Lei è biologo, imprenditore, presidente di una squadra di calcio, ma anche un musicista. Vero?
«Sì, suono la batteria da quando ero bambino. Ho sempre suonato il rock con il mio gruppo storico, Le Ombre. Il nostro complesso si è formato nel ’65, ma per lavoro e impegni universitari si è sciolto nel ’68. Dal 2000 ci siamo riuniti e ancora oggi facciamo diversi concerti, soprattutto durante l’estate. Suoniamo la musica dei New Trolls, Rolling Stones, Beatles, Dik Dik, Nomadi e Camaleonti».

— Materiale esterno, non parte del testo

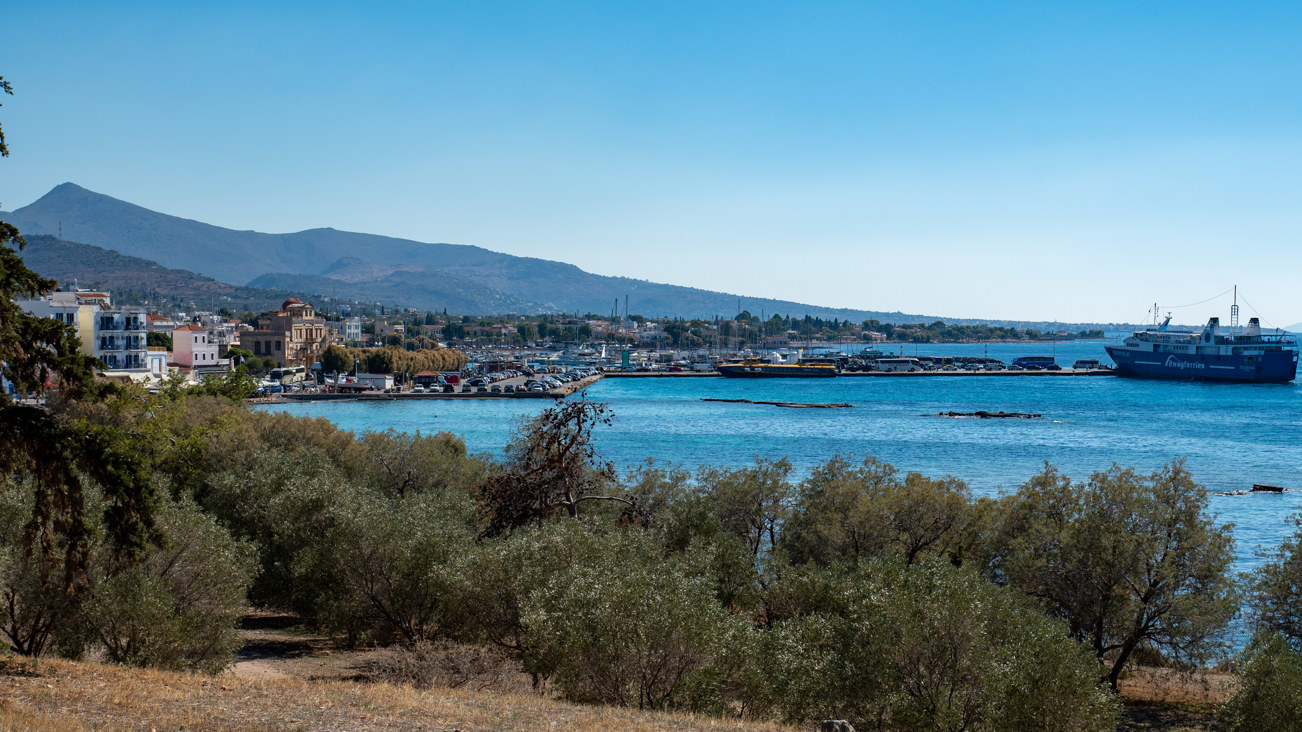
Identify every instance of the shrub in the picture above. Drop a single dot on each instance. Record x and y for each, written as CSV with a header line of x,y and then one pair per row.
x,y
925,647
1276,588
179,607
389,568
1270,693
632,631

A quale canzone paragonerebbe il Pineto?
«Al brano “Un disperato bisogno d’amore” degli Stadio. Questo è un pezzo che fa vibrare il cuore, come il mio Pineto. Gaetano Curreri, leader degli Stadio, è un mio amico ed è stato anche qui a Pineto e in una serata a Roseto per “Emozioni in Musica”, un festival che insieme ad altre persone organizziamo da anni. Amo la musica e sono amico di diversi artisti che si sono esibiti al nostro festival, come Massimo Ranieri, i Dik Dik e tanti altri».
Quindi, è pronto per suonare alla festa promozione del Pineto?
«Certamente, il mio gruppo Le Ombre ci sarà».
Da dirigente sportivo, ha un sogno del cassetto? Come andare in serie A o giocare in un grande stadio italiano?
«Sì, ma il mio vero obiettivo è quello valorizzare i giovani e farli crescere come sportivi e, soprattutto, come uomini».